L’un des buts du cinéma fantastique pur et dur, c’est d’amener progressivement le spectateur à un état qui n’a qu’un lointain rapport avec la joie de vivre et la douceur d’exister. Cette approche n’a, bien sûr, aucun rapport avec l’effet-choc qu’on reçoit en plein foie suite à un zoom «coup de poing» sur une énucléation à la fourchette à huitres. Au contraire, par la grâce d’un climat subtilement installé, l’angoisse se fait insidieuse, amenée doucereusement pour nous envelopper tout cru dans un profond malaise. Rares sont les films qui y parviennent. Je vous recommande, de ce point de vue, «Anguish», réalisé en 1987 par le cinéaste espagnol Bigas Luna, qui prodigue jusqu’au final cette bien pénible sensation. Impossible de dévoiler l’histoire, mais sachez qu’à la troisième vision, on éprouve toujours le même malaise. Si vous ne l’avez point vue, précipitez-vous sur la cassette!

N comme «Néron»

NéronLe docteur Frieda Boher, lesbien et nécrophage, a créé de toutes pièces (rapportées!) un homme-robot à la tête de mort, pourvu d’un sexe énorme, qui se nourrit exclusivement de chair humaine et animale. Tous deux vont vivre des aventures palpitantes, immorales et complètement dégueulasses. Non, il ne s’agit pas d’un film, mais d’une BD italienne signée Magnus, de son vrai nom Roberto Raviola. Parue dans les années 60, elle provoqua, en Italie, polémiques et passions. Les éditions Albin Michel ont la bonne idée d’éditer en album cette série unique dans les annales de la bande dessinée.

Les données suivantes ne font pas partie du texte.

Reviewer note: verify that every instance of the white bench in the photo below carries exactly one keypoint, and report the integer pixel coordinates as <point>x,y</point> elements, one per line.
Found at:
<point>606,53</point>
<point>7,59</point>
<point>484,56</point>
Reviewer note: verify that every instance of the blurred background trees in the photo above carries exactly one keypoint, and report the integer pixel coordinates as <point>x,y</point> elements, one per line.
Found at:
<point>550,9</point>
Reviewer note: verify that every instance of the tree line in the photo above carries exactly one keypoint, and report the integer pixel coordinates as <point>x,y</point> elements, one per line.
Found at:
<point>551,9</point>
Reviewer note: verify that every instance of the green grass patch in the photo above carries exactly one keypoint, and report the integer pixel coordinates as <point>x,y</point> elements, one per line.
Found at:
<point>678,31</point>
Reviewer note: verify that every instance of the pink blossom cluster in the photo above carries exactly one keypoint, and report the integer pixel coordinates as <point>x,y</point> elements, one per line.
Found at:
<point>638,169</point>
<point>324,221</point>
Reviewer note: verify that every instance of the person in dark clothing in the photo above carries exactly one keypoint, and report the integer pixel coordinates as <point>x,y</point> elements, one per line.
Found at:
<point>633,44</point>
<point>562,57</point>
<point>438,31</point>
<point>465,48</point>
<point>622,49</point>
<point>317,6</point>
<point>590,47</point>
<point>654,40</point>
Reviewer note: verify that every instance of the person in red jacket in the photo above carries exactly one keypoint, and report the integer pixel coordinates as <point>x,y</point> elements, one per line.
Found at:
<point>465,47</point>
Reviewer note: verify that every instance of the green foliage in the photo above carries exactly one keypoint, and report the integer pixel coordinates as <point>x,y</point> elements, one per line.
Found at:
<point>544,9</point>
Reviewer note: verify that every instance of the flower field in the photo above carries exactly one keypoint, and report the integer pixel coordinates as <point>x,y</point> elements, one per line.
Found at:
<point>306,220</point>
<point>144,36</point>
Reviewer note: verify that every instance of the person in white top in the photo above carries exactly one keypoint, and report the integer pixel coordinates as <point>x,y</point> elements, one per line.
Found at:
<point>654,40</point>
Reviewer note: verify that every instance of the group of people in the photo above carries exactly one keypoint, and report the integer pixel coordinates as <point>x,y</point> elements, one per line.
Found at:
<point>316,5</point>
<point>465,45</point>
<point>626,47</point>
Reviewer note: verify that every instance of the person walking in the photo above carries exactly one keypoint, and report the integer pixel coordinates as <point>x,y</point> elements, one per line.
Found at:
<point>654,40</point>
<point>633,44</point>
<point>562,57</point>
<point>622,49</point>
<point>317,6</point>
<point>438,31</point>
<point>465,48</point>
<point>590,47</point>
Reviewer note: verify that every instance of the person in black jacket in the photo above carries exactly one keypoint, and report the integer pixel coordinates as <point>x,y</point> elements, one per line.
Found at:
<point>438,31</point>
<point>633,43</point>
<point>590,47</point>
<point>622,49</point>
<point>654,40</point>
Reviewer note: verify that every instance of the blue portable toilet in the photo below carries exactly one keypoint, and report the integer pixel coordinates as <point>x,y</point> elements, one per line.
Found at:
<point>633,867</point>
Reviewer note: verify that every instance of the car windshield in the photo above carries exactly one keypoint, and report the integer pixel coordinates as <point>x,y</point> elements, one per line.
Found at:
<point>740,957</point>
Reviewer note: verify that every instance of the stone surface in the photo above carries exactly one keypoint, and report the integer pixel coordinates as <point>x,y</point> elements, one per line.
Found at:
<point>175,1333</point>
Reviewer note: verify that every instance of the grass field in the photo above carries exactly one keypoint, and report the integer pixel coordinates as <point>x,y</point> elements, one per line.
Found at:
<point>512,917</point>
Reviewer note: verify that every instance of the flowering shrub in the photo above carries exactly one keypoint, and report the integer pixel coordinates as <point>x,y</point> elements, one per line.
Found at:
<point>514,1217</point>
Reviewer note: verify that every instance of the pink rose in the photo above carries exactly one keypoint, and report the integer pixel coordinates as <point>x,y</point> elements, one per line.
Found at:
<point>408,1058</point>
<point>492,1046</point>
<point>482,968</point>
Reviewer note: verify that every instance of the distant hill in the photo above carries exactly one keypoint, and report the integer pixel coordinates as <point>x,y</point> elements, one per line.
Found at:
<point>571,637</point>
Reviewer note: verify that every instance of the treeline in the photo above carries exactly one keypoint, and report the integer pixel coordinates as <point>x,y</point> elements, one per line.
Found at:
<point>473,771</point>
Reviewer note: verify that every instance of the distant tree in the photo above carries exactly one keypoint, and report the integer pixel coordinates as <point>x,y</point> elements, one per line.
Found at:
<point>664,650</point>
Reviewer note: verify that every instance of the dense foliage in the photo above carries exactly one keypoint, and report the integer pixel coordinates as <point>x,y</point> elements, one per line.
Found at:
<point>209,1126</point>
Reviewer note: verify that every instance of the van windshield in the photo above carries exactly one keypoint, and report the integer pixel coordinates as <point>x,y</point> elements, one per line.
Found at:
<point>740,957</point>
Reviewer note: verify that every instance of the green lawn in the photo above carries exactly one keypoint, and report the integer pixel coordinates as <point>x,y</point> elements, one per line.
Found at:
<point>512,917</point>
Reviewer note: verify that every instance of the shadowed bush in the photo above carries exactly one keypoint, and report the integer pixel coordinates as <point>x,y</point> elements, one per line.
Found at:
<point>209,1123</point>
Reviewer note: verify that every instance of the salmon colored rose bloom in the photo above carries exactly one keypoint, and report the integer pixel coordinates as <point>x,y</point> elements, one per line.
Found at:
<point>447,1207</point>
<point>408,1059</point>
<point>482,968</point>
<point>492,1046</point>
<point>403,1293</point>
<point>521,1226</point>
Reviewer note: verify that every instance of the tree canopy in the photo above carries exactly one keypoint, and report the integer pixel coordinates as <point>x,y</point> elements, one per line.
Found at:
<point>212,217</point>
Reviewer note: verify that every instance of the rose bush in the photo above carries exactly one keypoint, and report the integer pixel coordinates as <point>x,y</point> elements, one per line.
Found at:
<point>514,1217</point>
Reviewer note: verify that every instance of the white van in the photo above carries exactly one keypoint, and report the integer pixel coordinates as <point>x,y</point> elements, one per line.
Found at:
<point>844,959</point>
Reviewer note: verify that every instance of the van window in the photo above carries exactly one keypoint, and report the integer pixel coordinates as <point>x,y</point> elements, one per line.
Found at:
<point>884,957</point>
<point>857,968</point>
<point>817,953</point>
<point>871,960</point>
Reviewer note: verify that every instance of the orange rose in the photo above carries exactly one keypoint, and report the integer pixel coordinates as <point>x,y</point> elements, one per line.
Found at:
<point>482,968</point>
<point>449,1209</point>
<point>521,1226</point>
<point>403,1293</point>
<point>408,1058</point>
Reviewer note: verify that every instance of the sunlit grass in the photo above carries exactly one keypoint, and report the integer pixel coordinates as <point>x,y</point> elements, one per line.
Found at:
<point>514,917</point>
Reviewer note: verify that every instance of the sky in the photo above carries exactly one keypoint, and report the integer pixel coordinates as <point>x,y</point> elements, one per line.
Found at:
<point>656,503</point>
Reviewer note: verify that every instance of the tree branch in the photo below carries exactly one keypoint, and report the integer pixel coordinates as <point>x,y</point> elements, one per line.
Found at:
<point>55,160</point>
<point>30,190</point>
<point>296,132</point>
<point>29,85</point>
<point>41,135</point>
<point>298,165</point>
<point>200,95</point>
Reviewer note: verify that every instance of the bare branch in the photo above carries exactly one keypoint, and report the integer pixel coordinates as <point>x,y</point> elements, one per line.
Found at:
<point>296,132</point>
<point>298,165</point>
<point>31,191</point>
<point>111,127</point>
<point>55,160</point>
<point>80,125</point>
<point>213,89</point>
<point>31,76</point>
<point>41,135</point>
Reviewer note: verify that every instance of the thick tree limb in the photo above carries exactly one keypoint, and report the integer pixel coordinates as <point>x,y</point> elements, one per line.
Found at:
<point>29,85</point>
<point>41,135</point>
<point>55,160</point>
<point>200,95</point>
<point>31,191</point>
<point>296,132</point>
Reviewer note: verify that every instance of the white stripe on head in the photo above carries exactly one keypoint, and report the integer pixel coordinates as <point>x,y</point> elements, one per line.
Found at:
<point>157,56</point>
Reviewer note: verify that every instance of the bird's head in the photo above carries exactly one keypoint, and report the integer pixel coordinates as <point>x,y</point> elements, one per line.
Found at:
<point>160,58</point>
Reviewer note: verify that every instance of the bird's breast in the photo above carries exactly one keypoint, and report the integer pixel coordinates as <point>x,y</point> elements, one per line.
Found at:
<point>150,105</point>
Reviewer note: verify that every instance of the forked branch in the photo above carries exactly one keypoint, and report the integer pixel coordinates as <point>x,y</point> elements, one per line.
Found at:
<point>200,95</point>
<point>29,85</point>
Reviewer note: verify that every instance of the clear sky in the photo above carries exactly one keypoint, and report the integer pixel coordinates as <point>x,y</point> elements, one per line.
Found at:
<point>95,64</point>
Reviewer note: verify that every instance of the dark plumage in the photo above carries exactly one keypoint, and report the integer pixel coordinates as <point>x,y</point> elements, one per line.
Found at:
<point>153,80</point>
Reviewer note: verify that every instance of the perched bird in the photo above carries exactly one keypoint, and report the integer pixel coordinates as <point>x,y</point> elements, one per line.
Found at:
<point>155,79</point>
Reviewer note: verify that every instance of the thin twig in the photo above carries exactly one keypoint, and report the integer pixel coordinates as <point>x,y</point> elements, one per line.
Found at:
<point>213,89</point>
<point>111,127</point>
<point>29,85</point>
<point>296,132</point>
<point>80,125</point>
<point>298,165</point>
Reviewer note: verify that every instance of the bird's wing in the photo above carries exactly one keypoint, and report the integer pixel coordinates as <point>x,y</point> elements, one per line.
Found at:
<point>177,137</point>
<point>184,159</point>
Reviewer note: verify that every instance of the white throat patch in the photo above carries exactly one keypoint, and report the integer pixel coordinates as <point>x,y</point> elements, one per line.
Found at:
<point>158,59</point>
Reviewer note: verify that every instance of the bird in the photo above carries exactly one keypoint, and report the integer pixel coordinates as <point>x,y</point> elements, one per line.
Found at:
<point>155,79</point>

Aucune autocensure ne paralyse l’auteur qui s’en donne à cœur joie dans l’immonde et le malsain, le grinçant et l’incroyable. Le dessin, tout en rondeur et finesse, sert d’ironique contrepoint à des histoires à faire gerber. les fans de gore eux-mêmes. Pour vous mettre en appétit, je vous recommande «Le roi des cannibales», réellement à se tordre. De rire ou de douleur? A vous de voir!